Crude benchmarks jumped significantly on the news. Brent futures were up nearly 8% to $109.12 per barrel, while U.S. West Texas Intermediate futures increased about 8.7% to $108.84 per barrel. Both benchmarks had initially opened modestly lower earlier in the session after pulling back in the previous trading day.
In a televised address, President Trump said the U.S. military would step up its campaign against Iran over the coming weeks, framing the planned actions around preventing Tehran from obtaining a nuclear weapon. "We’re going to hit them extremely hard over the next two to three weeks. We’re going to bring them back to the Stone Ages where they belong," he said. He added that "discussions were ongoing" but did not indicate that a ceasefire was imminent.
The remarks hardened an earlier, softer signal that had briefly calmed markets. On Wednesday, Trump told reporters the U.S. could withdraw from Iran within "two to three weeks" even without a formal agreement. Prior to his speech, he had posted on social media that Iran’s "new regime president" had requested a ceasefire, an assertion Tehran denied. Iran’s Foreign Ministry rejected the claim, and state media reported that Tehran had not sought a truce.
The U.S. president offered no specifics about measures that might lead to the reopening of the Strait of Hormuz - a vital shipping lane for global oil flows - leaving uncertainty among market participants about how soon disrupted crude shipments could resume.
Threats to maritime commerce have increased as the conflict has escalated. Qatar’s defence ministry said an oil tanker leased to QatarEnergy was struck by an Iranian cruise missile in Qatari waters on Wednesday, an incident that underscores the operational risks for vessels in the region.

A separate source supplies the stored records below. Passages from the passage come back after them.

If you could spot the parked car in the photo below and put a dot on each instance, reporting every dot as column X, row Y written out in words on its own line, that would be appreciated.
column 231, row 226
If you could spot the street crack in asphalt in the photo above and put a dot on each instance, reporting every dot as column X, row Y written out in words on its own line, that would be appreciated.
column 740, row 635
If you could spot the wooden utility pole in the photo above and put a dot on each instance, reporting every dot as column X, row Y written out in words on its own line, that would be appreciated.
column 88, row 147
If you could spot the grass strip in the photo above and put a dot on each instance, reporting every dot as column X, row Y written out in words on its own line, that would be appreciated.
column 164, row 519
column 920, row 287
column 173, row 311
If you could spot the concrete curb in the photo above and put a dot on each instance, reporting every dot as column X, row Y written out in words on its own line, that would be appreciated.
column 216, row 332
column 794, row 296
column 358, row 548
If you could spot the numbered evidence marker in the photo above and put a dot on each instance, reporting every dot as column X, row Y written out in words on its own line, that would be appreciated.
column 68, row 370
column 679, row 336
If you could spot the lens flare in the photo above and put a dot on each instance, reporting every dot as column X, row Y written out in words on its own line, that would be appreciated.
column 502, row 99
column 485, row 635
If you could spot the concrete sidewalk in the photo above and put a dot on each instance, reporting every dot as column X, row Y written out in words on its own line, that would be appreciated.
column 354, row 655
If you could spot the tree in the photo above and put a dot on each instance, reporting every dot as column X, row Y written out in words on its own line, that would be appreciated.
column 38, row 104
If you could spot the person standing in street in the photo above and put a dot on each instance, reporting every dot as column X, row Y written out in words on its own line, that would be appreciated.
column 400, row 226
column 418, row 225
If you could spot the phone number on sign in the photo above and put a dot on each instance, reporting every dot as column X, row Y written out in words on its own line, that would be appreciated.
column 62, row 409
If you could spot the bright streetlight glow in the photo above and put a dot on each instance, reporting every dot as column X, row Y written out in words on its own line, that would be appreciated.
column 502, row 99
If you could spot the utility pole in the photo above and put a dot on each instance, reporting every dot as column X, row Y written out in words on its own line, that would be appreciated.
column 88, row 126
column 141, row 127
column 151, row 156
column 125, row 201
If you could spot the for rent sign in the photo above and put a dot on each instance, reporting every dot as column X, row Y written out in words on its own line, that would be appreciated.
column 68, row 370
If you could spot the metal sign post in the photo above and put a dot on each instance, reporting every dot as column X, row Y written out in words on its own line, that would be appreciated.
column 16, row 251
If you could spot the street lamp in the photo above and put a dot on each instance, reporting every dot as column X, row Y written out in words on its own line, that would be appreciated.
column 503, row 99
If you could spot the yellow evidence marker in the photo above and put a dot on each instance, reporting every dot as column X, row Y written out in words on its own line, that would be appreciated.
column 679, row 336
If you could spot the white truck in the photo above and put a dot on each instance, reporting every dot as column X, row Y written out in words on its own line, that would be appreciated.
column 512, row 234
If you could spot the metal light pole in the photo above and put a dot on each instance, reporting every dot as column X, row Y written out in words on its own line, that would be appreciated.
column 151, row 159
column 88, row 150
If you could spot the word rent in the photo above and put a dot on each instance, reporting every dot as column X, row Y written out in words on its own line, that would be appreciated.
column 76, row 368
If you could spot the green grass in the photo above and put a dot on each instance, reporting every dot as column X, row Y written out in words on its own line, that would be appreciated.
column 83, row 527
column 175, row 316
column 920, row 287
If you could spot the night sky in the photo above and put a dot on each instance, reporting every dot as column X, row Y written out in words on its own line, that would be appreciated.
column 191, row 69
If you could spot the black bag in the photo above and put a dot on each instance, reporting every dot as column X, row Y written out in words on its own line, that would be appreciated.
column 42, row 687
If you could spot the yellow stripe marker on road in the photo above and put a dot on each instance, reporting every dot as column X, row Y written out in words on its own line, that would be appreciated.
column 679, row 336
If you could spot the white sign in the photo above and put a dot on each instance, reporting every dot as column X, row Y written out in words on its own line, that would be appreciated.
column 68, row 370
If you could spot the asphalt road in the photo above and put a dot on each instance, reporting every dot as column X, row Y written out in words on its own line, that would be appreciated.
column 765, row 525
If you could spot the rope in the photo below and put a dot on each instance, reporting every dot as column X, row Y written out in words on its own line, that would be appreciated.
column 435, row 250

Some traders and cargo operators said they had halted transactions for barrels priced off the Dubai Middle East benchmark, which is commonly used to value nearly a fifth of global crude supplies. Market participants cited an inability to access ports located within or near the Strait of Hormuz as the reason for pausing such trades.
Separately, a market research and stock selection tool referenced in the prior coverage evaluates Chevron under the ticker CVX using algorithmic scoring across numerous metrics. That tool asserts it assesses fundamentals, momentum, and valuation to surface investment ideas, though the current article does not provide additional validation or endorsement of those rankings.
This developing market reaction reflects heightened sensitivity across energy equities, commodity benchmarks, and shipping-related activity to geopolitical developments affecting the Persian Gulf region.